Vous produisez cette année un deuxième spectacle : Les Producteurs au Théâtre de Paris…
C’est un rêve ! Cela fait dix ans que j’ai envie de le monter. Depuis que je l’ai vu en Espagne – Stage avait les droits –, j’avais adoré. Je me suis dit ce spectacle est fait pour Paris.
Pour quelles raisons ?
Il a toutes les qualités, toutes les caractéristiques pour plaire au public parisien. C’est du vrai théâtre de boulevard, tout simplement. Pour moi, c’est l’esprit Cage aux folles, un humour très apprécié par les Français. Quand je me suis renseigné pour les droits, j’ai appris qu’Alexis Michalik était en train de discuter aussi de son côté. Par l’intermédiaire de Sébastien Azzopardi, nous nous sommes rencontrés et nous sommes convenu de travailler ensemble. Stage produit, lui met en scène, il est même coproducteur avec sa société ACME. A nos côtés, le Théâtre de Paris, ArtsLive coproduisent également.
Ce show a pourtant moyennement marché en Espagne et aux Pays-Bas…

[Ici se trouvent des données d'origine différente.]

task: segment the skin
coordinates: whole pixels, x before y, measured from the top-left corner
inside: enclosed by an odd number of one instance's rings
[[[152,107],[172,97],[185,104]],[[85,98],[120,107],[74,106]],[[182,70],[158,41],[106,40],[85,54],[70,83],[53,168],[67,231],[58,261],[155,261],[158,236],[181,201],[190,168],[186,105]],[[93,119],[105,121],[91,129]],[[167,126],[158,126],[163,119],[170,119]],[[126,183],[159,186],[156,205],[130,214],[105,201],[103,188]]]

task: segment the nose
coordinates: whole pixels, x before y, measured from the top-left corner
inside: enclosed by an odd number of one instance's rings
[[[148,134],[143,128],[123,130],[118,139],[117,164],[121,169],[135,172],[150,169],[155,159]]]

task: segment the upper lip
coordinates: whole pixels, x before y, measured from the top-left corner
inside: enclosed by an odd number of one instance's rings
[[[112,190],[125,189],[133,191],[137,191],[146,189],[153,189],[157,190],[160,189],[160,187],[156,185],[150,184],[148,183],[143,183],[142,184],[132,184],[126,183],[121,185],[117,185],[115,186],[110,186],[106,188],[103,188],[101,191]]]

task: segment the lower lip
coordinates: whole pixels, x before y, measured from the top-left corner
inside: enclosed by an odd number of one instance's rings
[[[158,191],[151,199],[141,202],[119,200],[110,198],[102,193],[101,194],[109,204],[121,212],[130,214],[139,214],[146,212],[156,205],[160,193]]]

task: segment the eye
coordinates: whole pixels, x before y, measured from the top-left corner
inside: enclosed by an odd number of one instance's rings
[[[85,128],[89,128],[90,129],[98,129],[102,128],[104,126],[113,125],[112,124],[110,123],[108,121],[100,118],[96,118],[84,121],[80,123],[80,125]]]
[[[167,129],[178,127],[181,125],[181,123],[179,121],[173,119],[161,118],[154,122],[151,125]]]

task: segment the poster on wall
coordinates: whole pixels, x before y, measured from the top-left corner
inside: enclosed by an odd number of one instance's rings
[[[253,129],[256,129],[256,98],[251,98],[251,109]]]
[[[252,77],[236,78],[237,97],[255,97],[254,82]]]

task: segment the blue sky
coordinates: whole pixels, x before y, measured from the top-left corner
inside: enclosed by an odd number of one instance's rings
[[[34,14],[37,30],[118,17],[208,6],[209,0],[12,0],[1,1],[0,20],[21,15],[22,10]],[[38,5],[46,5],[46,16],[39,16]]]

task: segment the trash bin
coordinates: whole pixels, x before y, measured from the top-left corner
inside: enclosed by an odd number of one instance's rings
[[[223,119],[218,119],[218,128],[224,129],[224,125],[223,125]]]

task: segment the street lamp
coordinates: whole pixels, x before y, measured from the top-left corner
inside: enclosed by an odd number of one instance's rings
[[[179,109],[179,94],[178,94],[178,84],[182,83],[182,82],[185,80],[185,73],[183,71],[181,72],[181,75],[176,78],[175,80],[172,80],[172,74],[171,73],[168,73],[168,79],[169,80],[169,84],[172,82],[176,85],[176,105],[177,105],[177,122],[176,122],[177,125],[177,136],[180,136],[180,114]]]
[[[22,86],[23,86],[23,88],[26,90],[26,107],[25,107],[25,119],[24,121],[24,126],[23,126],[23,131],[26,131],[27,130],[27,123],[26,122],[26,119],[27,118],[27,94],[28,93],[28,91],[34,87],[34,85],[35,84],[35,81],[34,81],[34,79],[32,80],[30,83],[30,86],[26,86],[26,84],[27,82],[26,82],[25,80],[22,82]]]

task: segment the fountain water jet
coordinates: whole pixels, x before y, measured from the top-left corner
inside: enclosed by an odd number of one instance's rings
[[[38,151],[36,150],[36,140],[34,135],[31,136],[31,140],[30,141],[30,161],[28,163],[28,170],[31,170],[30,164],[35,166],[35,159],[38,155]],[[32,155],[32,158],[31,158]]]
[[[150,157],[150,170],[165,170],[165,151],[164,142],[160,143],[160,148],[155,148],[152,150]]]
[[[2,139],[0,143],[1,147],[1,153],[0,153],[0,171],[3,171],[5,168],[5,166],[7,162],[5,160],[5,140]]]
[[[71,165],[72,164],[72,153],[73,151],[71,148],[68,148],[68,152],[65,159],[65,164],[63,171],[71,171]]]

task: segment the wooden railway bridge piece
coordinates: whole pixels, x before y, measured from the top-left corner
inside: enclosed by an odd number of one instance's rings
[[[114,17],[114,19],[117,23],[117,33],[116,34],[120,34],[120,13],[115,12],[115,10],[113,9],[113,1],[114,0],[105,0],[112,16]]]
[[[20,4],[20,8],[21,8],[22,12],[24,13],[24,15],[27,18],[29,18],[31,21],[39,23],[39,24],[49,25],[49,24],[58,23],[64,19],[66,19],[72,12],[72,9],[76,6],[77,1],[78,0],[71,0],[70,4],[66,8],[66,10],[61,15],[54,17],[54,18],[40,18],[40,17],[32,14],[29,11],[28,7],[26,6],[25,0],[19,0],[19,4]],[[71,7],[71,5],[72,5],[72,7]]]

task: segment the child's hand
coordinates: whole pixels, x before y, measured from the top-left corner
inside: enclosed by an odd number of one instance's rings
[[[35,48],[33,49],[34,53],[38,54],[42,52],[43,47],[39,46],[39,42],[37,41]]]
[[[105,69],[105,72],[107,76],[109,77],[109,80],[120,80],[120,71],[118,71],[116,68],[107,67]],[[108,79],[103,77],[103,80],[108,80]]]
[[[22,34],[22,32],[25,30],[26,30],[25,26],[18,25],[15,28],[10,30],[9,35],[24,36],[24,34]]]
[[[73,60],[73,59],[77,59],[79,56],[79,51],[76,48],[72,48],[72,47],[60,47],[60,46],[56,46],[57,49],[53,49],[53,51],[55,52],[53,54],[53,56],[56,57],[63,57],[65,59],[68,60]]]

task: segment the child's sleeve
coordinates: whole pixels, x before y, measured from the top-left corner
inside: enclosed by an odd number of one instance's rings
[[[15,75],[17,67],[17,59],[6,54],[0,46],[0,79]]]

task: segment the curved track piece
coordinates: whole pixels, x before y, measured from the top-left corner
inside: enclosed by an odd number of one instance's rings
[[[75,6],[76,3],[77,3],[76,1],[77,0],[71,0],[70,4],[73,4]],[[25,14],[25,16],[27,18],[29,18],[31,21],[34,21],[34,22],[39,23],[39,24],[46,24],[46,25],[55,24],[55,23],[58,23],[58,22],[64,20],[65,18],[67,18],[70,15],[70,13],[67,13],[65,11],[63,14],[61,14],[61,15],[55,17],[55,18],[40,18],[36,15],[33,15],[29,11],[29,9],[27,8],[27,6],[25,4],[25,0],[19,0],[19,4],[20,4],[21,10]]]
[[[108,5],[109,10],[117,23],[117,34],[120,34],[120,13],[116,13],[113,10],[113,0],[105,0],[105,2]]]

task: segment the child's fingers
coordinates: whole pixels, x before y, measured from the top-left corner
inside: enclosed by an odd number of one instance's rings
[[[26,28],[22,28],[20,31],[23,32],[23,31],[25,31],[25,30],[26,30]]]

Tous les pays sont différents. Mel Brooks et son univers ont toujours plu ici. Les Producteurs est son chef‑d’œuvre. C’est le spectacle le plus primé à Broadway. Pour moi, c’est une vraie anomalie qu’il n’ait pas encore été joué à Paris ! Bien sûr, dans la société dans laquelle on est aujourd’hui, avec son coté très woke (protection des minorités, N.D.L.R.), le spectacle interpelle aussi, mais tout le monde en prend pour son compte, les Juifs, la communauté gay, les femmes… Mel Brooks avait peut-être senti cette évolution de notre société… Il y répond de la meilleure manière, avec l’humour. C’est ce dont les gens ont envie : rire de tout, dans le respect évidemment.

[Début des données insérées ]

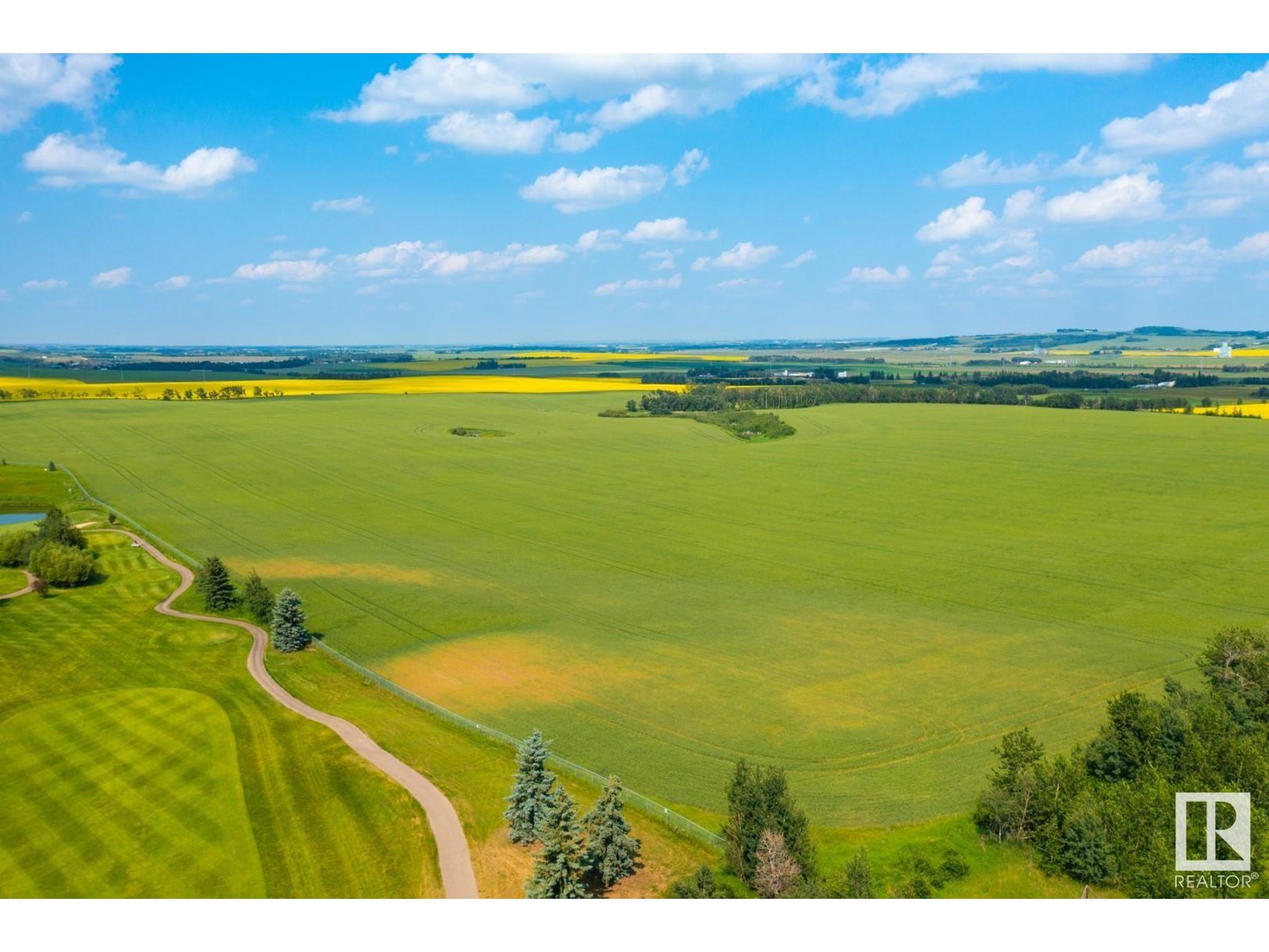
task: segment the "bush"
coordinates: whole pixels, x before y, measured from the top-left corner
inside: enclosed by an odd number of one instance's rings
[[[34,545],[34,532],[6,532],[0,536],[0,565],[9,569],[25,565]]]
[[[76,529],[66,513],[56,505],[44,513],[44,518],[36,524],[37,542],[56,542],[58,546],[71,548],[88,548],[84,533]]]
[[[30,550],[27,567],[49,585],[71,588],[93,578],[93,556],[58,542],[39,542]]]

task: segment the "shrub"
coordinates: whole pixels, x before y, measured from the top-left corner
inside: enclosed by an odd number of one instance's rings
[[[34,545],[34,532],[6,532],[0,536],[0,565],[9,569],[25,565]]]
[[[70,588],[93,578],[93,556],[58,542],[39,542],[30,550],[27,567],[49,585]]]

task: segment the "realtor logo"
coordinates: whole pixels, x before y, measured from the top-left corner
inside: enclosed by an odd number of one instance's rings
[[[1187,850],[1187,820],[1190,803],[1207,805],[1207,856],[1190,859]],[[1233,807],[1233,823],[1216,825],[1216,805]],[[1217,838],[1237,859],[1217,859]],[[1176,795],[1176,869],[1179,872],[1246,872],[1251,868],[1251,795],[1250,793],[1178,793]],[[1180,877],[1178,877],[1180,878]]]

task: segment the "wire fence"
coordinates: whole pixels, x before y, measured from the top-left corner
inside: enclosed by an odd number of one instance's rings
[[[38,463],[16,463],[16,465],[19,465],[19,466],[38,466]],[[199,560],[194,559],[188,552],[183,552],[180,548],[178,548],[176,546],[174,546],[170,542],[168,542],[168,539],[165,539],[161,536],[157,536],[154,532],[151,532],[150,529],[147,529],[145,526],[142,526],[136,519],[132,519],[132,518],[124,515],[123,513],[121,513],[118,509],[115,509],[110,504],[108,504],[108,503],[98,499],[96,496],[94,496],[91,493],[88,491],[88,489],[80,481],[79,476],[76,476],[74,472],[71,472],[71,470],[69,470],[67,467],[61,466],[61,465],[58,465],[58,468],[62,472],[65,472],[67,476],[70,476],[71,481],[79,489],[80,494],[84,496],[85,500],[88,500],[88,501],[90,501],[90,503],[93,503],[95,505],[102,506],[108,513],[114,513],[114,515],[115,515],[117,519],[127,522],[129,527],[132,527],[133,529],[136,529],[142,536],[147,537],[151,542],[155,542],[156,545],[162,546],[164,548],[166,548],[168,551],[174,552],[175,555],[180,556],[180,559],[183,559],[188,565],[192,565],[195,569],[202,565],[202,562],[199,562]],[[458,727],[462,727],[464,730],[472,731],[475,734],[480,734],[481,736],[485,736],[485,737],[490,737],[490,739],[496,740],[496,741],[499,741],[501,744],[506,744],[506,745],[509,745],[511,748],[519,748],[519,745],[520,745],[520,740],[516,739],[516,737],[513,737],[510,734],[504,734],[503,731],[497,730],[496,727],[490,727],[487,724],[477,724],[476,721],[471,720],[470,717],[463,717],[461,713],[454,713],[453,711],[449,711],[448,708],[444,708],[444,707],[442,707],[440,704],[438,704],[438,703],[435,703],[433,701],[428,701],[428,698],[425,698],[425,697],[420,697],[420,696],[415,694],[411,691],[406,691],[405,688],[402,688],[396,682],[391,682],[387,678],[385,678],[382,674],[377,674],[376,671],[372,671],[369,668],[365,668],[364,665],[358,664],[352,658],[349,658],[348,655],[345,655],[343,651],[339,651],[339,650],[331,647],[330,645],[322,642],[322,641],[315,641],[313,644],[317,645],[319,649],[321,649],[322,651],[325,651],[327,655],[330,655],[331,658],[334,658],[336,661],[339,661],[344,666],[352,669],[353,671],[357,671],[363,678],[368,678],[369,680],[372,680],[373,683],[378,684],[381,688],[383,688],[388,693],[395,694],[396,697],[401,698],[402,701],[405,701],[409,704],[412,704],[414,707],[418,707],[418,708],[420,708],[423,711],[426,711],[428,713],[435,715],[437,717],[440,717],[440,718],[443,718],[443,720],[445,720],[445,721],[448,721],[448,722],[450,722],[453,725],[457,725]],[[604,777],[603,774],[596,773],[595,770],[591,770],[589,767],[582,767],[581,764],[574,763],[572,760],[567,760],[567,759],[560,757],[558,754],[551,754],[547,758],[547,764],[549,767],[552,767],[553,769],[558,770],[558,772],[567,773],[567,774],[570,774],[570,776],[572,776],[572,777],[575,777],[575,778],[577,778],[580,781],[586,781],[588,783],[594,783],[594,784],[598,784],[600,787],[603,787],[604,784],[608,783],[608,778]],[[723,847],[723,839],[717,833],[714,833],[713,830],[709,830],[709,829],[702,826],[695,820],[689,820],[687,816],[684,816],[680,812],[670,810],[670,807],[665,806],[664,803],[656,802],[651,797],[646,797],[642,793],[640,793],[637,791],[633,791],[633,790],[629,790],[628,787],[623,786],[622,787],[622,800],[623,800],[623,802],[633,806],[636,810],[638,810],[638,811],[641,811],[641,812],[643,812],[643,814],[646,814],[646,815],[648,815],[648,816],[651,816],[654,819],[656,819],[656,820],[660,820],[661,823],[664,823],[670,829],[676,830],[676,831],[679,831],[679,833],[681,833],[681,834],[684,834],[687,836],[690,836],[692,839],[695,839],[695,840],[698,840],[700,843],[704,843],[706,845],[714,847],[716,849],[721,849]]]

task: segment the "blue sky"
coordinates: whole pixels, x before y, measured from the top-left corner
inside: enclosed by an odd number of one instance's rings
[[[0,340],[1265,327],[1263,56],[0,57]]]

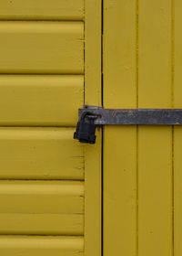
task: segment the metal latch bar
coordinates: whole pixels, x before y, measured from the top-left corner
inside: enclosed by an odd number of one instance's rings
[[[79,119],[88,112],[96,125],[182,125],[182,109],[104,109],[85,105]]]

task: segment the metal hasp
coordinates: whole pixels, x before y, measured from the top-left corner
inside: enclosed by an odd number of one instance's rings
[[[84,121],[90,125],[182,125],[182,109],[103,109],[96,106],[84,106],[79,109],[79,122],[82,120],[86,113],[88,113],[89,119],[92,122]],[[84,124],[86,125],[86,124]],[[79,139],[80,142],[90,143],[82,141],[82,138],[77,138],[76,134],[79,133],[79,125],[77,125],[75,138]],[[87,129],[88,131],[89,129]],[[93,130],[92,130],[93,131]],[[88,131],[89,133],[89,131]],[[86,134],[85,134],[86,135]],[[93,135],[93,134],[92,134]],[[87,134],[89,137],[89,134]],[[96,141],[96,140],[95,140]],[[92,144],[95,143],[92,141]]]

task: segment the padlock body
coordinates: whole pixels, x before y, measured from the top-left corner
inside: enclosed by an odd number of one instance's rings
[[[79,140],[80,143],[95,144],[96,143],[96,124],[80,121],[77,123],[76,132],[74,133],[74,139]]]

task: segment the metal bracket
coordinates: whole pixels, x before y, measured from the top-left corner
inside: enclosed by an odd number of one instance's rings
[[[96,125],[182,125],[182,109],[103,109],[85,105],[79,109],[79,119],[88,111],[97,116]]]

L’œuvre sera servie par un metteur en scène qui va retoucher, donner une dynamique encore plus forte et plus adaptée à la France. Sans compter une incroyable distribution : Benoit Cauden, David Eguren, Andy Cocq, Roxane Le Texier, Véronique Hatat…

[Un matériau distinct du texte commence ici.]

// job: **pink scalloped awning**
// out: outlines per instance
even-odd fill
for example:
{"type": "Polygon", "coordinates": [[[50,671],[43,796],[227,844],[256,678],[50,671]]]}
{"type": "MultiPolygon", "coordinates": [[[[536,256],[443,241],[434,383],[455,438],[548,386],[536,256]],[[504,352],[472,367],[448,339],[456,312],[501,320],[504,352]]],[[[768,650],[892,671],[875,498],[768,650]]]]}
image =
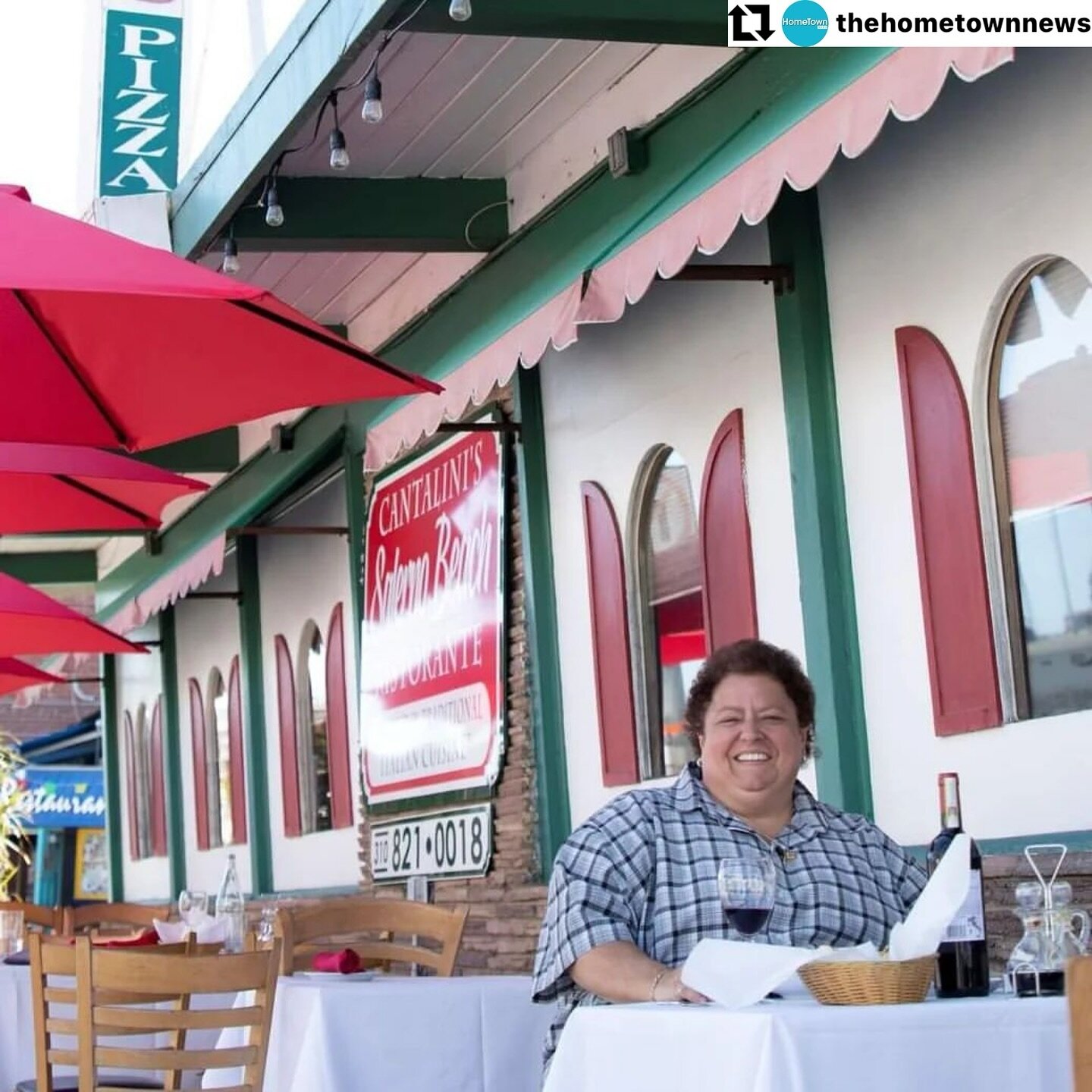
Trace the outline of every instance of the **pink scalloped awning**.
{"type": "Polygon", "coordinates": [[[175,566],[168,573],[161,577],[154,584],[134,595],[119,610],[109,615],[104,625],[119,633],[143,626],[149,618],[157,615],[165,607],[186,598],[190,592],[197,591],[206,580],[218,577],[224,571],[224,550],[227,548],[227,536],[217,535],[195,554],[175,566]]]}
{"type": "Polygon", "coordinates": [[[901,49],[817,107],[704,193],[621,253],[597,266],[581,296],[578,281],[443,380],[441,394],[417,395],[368,432],[367,470],[380,470],[442,422],[458,420],[507,383],[519,365],[534,367],[547,346],[563,349],[585,322],[616,322],[658,273],[675,276],[693,252],[713,254],[740,221],[760,223],[783,183],[807,190],[841,152],[853,159],[888,116],[916,121],[936,102],[949,72],[968,83],[1011,61],[1011,48],[901,49]]]}

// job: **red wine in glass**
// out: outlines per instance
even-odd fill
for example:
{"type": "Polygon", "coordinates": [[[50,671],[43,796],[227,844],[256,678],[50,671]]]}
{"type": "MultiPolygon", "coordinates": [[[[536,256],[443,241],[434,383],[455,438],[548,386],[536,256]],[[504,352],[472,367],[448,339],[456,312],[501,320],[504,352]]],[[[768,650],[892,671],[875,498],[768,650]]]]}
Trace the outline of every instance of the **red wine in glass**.
{"type": "Polygon", "coordinates": [[[773,854],[756,850],[724,857],[716,871],[716,889],[728,925],[744,936],[753,936],[770,919],[778,893],[773,854]]]}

Le Roi lion est une marque, mais Les Producteurs…
N’en est pas une, c’est certain! Cela le deviendra. Les gens vont le découvrir et nous en sommes sûrs, l’apprécier. Le fait qu’Alexis accepte d’apporter son savoir-faire et son talent, offre tout de suite une autre dimension et une caution. C’est un projet très excitant. C’est comme mon petit dernier ! Que personne n’attend et qui suscite énormément de curiosité.
Fermons les yeux un instant, quel est LE spectacle que vous rêveriez d’accueillir ?
Il y en a plusieurs… Hamilton est une pépite. Je pense aux Misérables aussi, qui mérite enfin de trouver la voie du succès ici. Mais par-dessus-tout, Mary Poppins reste un rêve.
Mary Poppins est toujours d’actualité ?
Oui bien sûr. Je n’abandonne jamais. On est toujours mobilisé autour de ce spectacle. Il viendra un jour. Nous avons des discussions intenses avec Cameron Macintosh (le producteur, N.D.L.R.). On a affaire à un partenaire qui est très, très exigeant ; le succès de sa carrière prouve qu’il a raison. Il y a une volonté claire de sa part, avant de valider tout projet, d’avoir des garanties que le casting sera là. C’est une condition prioritaire dont nous parlons régulièrement avec ses équipes. Mais encore une fois, avec cette maturité et cette évolution positive du cast français, je suis confiant, on a les talents en France. Maintenant, reste à trouver le bon moment, la disponibilité des uns et des autres. La période se prête aux échanges. Oui, ce projet est toujours une réalité !
Le Roi lion
À partir du 6 novembre 2021 au Théâtre Mogador.